Tableau users often report slowdowns when they connect directly to Hadoop and try to perform complex analysis on large volumes of data.
Why Tableau slows down
Tableau is designed to enable the Cycle of Visual Analysis: get data, view data, ask questions, get answers, repeat. This cycle becomes challenging on Hadoop. The main reason is that Tableau generates and executes a SQL statement for every interaction and on every visualization. As the size of data increases, direct queries from Tableau to Hadoop take very long to return – sometimes minutes and hours instead of seconds. Additionally, when the number of dimensions and cardinalities increase, it takes even longer to fetch query results.
From the user’s perspective, as the analysis deepens, they want to drill down, drill up, or drill across their data to get useful business insights. However, Tableau has to connect to Hadoop to fetch the results for each interaction. This leads to a lag in dashboard refreshes, and interactivity suffers. Though Tableau is the perfect tool to help business users visualize their data, it is not designed to handle big data analysis.
Optimize Tableau performance
Analysts and data experts have tried several approaches to maximize the performance of Tableau on Hadoop. They put in massive amounts of effort to tune their queries. Instead of pulling detailed reports, they make do with summary reports. Sometimes they reduce the size of their datasets to smaller subsets and then run queries on them instead of running them on the entire dataset. These approaches are restrictive and cannot meet the analytical needs of a growing business.
Another popular method is to pull data out of the big data platform in the form of extracts, and then make Tableau work on it. However, there are several scalability and performance limitations on the amount of data that can be processed this way. Also, this approach is resource-heavy and introduces latency as the data is not live.
Over the years, several enhancements have been made to Tableau to speed up big data analytics such as adding query optimizations capabilities, providing named connectors for Hadoop and other big data platforms, and many more.
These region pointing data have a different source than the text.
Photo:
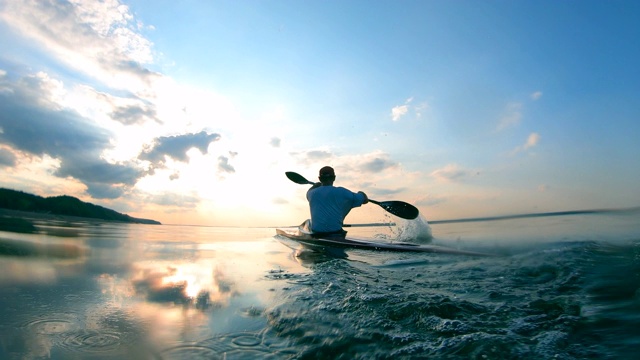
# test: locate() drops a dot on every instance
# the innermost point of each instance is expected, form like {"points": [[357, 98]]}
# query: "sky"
{"points": [[190, 112]]}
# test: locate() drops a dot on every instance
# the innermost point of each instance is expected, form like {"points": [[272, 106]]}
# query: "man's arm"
{"points": [[366, 198]]}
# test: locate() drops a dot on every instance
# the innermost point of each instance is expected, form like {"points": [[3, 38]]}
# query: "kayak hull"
{"points": [[302, 235]]}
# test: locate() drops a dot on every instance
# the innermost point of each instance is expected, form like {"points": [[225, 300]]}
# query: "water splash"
{"points": [[414, 231]]}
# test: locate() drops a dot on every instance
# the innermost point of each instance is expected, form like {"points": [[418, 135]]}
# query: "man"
{"points": [[329, 205]]}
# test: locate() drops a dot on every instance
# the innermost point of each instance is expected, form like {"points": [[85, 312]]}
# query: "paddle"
{"points": [[397, 208]]}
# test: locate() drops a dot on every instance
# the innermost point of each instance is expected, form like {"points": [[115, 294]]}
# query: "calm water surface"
{"points": [[562, 287]]}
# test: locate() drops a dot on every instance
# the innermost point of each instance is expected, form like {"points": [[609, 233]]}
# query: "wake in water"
{"points": [[414, 231]]}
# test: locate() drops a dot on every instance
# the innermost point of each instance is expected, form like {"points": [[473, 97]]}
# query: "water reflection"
{"points": [[81, 290]]}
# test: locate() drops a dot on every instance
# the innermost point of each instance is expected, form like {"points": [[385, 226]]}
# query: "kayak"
{"points": [[304, 236]]}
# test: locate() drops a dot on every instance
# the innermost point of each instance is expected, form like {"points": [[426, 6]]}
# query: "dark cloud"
{"points": [[224, 166], [32, 125], [176, 147], [7, 158]]}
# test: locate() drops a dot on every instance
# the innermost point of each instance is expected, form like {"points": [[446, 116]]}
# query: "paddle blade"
{"points": [[297, 178], [399, 208]]}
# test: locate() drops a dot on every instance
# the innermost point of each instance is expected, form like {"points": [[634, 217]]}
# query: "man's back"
{"points": [[329, 206]]}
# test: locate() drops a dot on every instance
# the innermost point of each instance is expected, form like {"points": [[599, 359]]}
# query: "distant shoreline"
{"points": [[56, 217]]}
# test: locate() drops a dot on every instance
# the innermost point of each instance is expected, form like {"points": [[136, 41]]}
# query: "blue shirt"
{"points": [[329, 206]]}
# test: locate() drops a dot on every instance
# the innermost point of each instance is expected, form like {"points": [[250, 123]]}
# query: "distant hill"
{"points": [[62, 205]]}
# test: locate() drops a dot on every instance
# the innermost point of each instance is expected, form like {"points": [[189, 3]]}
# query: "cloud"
{"points": [[176, 147], [430, 200], [399, 111], [511, 117], [279, 201], [33, 123], [7, 158], [536, 95], [134, 114], [378, 164], [532, 140], [449, 173], [99, 38], [275, 142], [224, 166], [174, 200]]}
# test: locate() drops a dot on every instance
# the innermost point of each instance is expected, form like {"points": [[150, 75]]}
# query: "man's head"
{"points": [[327, 175]]}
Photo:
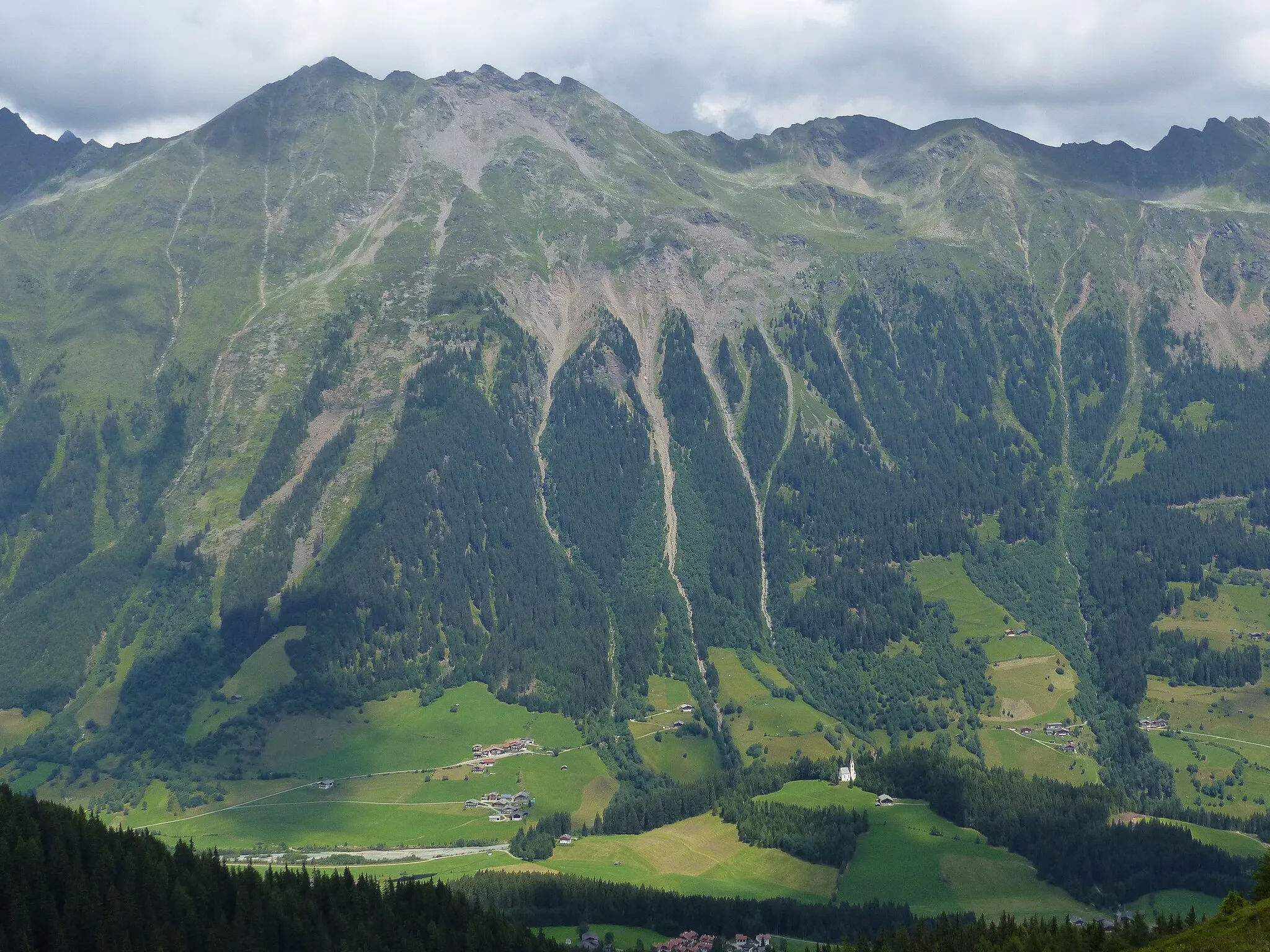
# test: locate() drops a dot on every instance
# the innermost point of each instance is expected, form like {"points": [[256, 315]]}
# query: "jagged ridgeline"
{"points": [[473, 379]]}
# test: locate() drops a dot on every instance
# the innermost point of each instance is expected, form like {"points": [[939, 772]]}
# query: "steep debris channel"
{"points": [[729, 421], [887, 460], [175, 268], [647, 334], [790, 421], [1059, 327]]}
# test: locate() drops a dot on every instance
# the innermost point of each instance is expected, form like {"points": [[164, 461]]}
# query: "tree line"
{"points": [[69, 883], [1062, 829]]}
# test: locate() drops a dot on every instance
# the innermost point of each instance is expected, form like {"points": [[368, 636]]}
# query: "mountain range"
{"points": [[481, 379]]}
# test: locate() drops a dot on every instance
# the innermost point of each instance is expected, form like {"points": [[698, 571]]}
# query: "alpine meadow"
{"points": [[807, 535]]}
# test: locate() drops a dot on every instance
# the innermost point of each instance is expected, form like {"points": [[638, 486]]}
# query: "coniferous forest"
{"points": [[665, 446]]}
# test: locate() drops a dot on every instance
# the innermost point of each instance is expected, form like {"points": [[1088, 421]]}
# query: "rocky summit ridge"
{"points": [[481, 377]]}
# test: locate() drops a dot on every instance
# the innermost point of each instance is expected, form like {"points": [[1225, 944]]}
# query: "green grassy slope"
{"points": [[912, 856]]}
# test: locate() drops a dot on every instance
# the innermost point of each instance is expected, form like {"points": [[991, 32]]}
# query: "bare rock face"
{"points": [[948, 324]]}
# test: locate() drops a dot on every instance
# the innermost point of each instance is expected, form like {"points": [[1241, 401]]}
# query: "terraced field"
{"points": [[16, 728], [266, 669], [399, 735], [1226, 621], [1221, 733], [912, 856], [686, 759], [700, 856], [783, 728], [394, 810], [1036, 756], [1032, 691], [394, 785]]}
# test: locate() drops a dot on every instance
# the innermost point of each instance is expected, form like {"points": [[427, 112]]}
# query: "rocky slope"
{"points": [[925, 328]]}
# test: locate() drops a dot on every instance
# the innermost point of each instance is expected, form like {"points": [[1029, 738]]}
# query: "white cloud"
{"points": [[1060, 70]]}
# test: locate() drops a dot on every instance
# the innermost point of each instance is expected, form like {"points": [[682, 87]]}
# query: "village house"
{"points": [[686, 942]]}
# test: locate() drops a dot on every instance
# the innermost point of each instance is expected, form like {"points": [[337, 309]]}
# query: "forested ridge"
{"points": [[69, 883], [430, 428]]}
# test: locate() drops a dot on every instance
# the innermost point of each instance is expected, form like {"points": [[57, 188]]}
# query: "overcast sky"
{"points": [[1055, 70]]}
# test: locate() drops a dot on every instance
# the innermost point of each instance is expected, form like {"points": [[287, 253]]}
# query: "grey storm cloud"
{"points": [[1066, 70]]}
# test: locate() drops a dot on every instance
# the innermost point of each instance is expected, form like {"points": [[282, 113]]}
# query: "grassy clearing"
{"points": [[1217, 730], [1024, 694], [977, 615], [700, 856], [16, 726], [100, 706], [902, 860], [395, 810], [1175, 903], [1231, 840], [685, 759], [399, 735], [624, 936], [784, 728], [1037, 757], [1129, 466], [266, 669], [1225, 621]]}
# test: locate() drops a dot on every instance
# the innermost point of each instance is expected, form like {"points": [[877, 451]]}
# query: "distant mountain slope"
{"points": [[484, 379]]}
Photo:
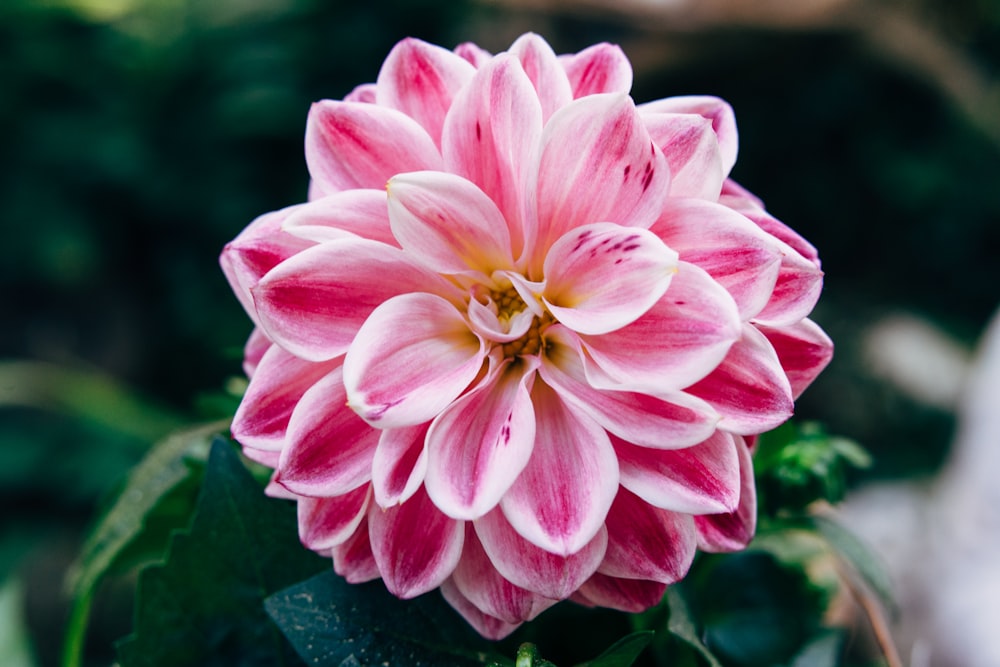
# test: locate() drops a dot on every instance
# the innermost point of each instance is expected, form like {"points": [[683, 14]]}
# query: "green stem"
{"points": [[76, 629]]}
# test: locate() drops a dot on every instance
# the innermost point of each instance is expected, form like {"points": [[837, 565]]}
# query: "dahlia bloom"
{"points": [[518, 342]]}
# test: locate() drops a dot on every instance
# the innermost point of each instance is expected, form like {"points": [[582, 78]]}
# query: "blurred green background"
{"points": [[141, 136]]}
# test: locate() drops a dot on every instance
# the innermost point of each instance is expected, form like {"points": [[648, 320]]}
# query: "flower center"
{"points": [[509, 305]]}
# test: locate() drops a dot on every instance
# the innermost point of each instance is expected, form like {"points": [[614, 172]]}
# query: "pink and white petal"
{"points": [[628, 595], [415, 545], [677, 342], [737, 198], [749, 388], [716, 110], [314, 303], [412, 357], [561, 498], [734, 251], [703, 479], [491, 138], [253, 351], [447, 223], [329, 449], [421, 80], [545, 72], [277, 386], [326, 522], [480, 583], [360, 212], [399, 465], [267, 458], [639, 418], [525, 565], [490, 627], [473, 54], [692, 150], [602, 68], [353, 558], [803, 349], [646, 542], [795, 293], [602, 276], [482, 442], [598, 164], [359, 145], [255, 251], [732, 531], [362, 93]]}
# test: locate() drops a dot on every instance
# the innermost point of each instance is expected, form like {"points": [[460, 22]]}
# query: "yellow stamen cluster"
{"points": [[509, 303], [531, 342]]}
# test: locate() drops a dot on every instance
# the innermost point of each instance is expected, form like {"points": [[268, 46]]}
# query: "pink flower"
{"points": [[517, 344]]}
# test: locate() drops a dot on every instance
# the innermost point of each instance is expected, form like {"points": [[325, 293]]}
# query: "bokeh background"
{"points": [[139, 136]]}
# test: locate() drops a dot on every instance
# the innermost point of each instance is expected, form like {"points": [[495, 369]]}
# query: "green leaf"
{"points": [[623, 652], [681, 624], [861, 559], [330, 622], [161, 471], [204, 605]]}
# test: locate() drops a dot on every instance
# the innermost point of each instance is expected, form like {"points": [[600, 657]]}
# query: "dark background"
{"points": [[139, 137]]}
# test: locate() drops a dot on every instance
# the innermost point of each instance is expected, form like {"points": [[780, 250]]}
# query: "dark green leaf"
{"points": [[624, 652], [161, 471], [681, 625], [204, 605], [862, 560], [823, 651], [330, 622]]}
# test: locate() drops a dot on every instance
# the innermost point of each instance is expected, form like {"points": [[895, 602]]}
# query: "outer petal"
{"points": [[601, 277], [353, 558], [448, 223], [602, 68], [474, 54], [628, 595], [326, 522], [491, 136], [598, 164], [803, 349], [399, 465], [732, 531], [545, 72], [537, 570], [645, 542], [488, 626], [639, 418], [734, 251], [329, 449], [692, 150], [421, 79], [254, 350], [359, 145], [716, 110], [415, 545], [560, 500], [481, 584], [359, 212], [258, 249], [314, 303], [749, 388], [703, 479], [677, 342], [482, 442], [277, 386], [412, 357]]}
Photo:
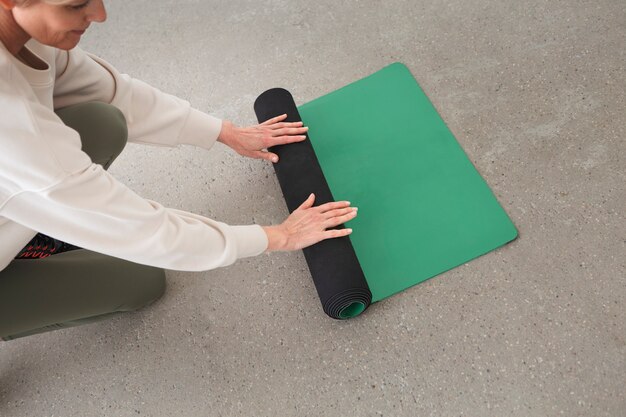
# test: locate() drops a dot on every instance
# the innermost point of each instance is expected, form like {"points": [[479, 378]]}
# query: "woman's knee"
{"points": [[102, 128]]}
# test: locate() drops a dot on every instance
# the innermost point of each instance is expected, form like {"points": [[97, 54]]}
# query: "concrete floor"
{"points": [[535, 93]]}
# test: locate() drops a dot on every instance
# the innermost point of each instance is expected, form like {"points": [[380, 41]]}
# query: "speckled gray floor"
{"points": [[535, 93]]}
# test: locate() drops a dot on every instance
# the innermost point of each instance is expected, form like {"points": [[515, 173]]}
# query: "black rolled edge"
{"points": [[334, 267]]}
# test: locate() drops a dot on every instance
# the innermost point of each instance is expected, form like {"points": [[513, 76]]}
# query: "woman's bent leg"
{"points": [[77, 287], [102, 129], [72, 288]]}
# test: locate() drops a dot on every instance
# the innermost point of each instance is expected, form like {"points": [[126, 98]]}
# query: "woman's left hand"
{"points": [[254, 140]]}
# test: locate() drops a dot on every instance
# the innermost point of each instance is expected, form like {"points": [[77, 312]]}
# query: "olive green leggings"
{"points": [[80, 286]]}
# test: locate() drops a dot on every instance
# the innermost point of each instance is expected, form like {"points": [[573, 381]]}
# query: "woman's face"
{"points": [[60, 26]]}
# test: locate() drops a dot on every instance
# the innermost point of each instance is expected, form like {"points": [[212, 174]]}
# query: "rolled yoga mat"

However, it is still difficult to match the speed at which the size of the data is growing.
Instant analytics on Hadoop
An innovative way to improve the performance of Tableau on Hadoop is to create a BI acceleration layer between the big data platform and Tableau that enables quick access to big data. Once this layer is in place, Tableau can connect to this layer instead of connecting directly to the big data platform.
This layer is built using OLAP on big data technology. In this approach, data is pre-aggregated using the processing and storage capacity of Hadoop. Once the OLAP cubes are ready, queries become incredibly light-weight, and response times are instant, even for the most complex queries. Tableau can connect to this layer using standard connectors. Another key advantage of this approach is that this layer is transparent to the end-users. They can continue using their Tableau interface for big data analytics and enjoy the same speed and interactivity as before, without limitations on the amount of data they can bring into their visualizations.
Tableau was initially developed to work on relational technologies. Therefore, it is unfair to expect it to deal with massive volumes of data on Hadoop. By creating a BI acceleration layer on Hadoop, you can quickly scale up and use Tableau’s compelling visualizations for analyzing big data with high performance and unlimited scalability.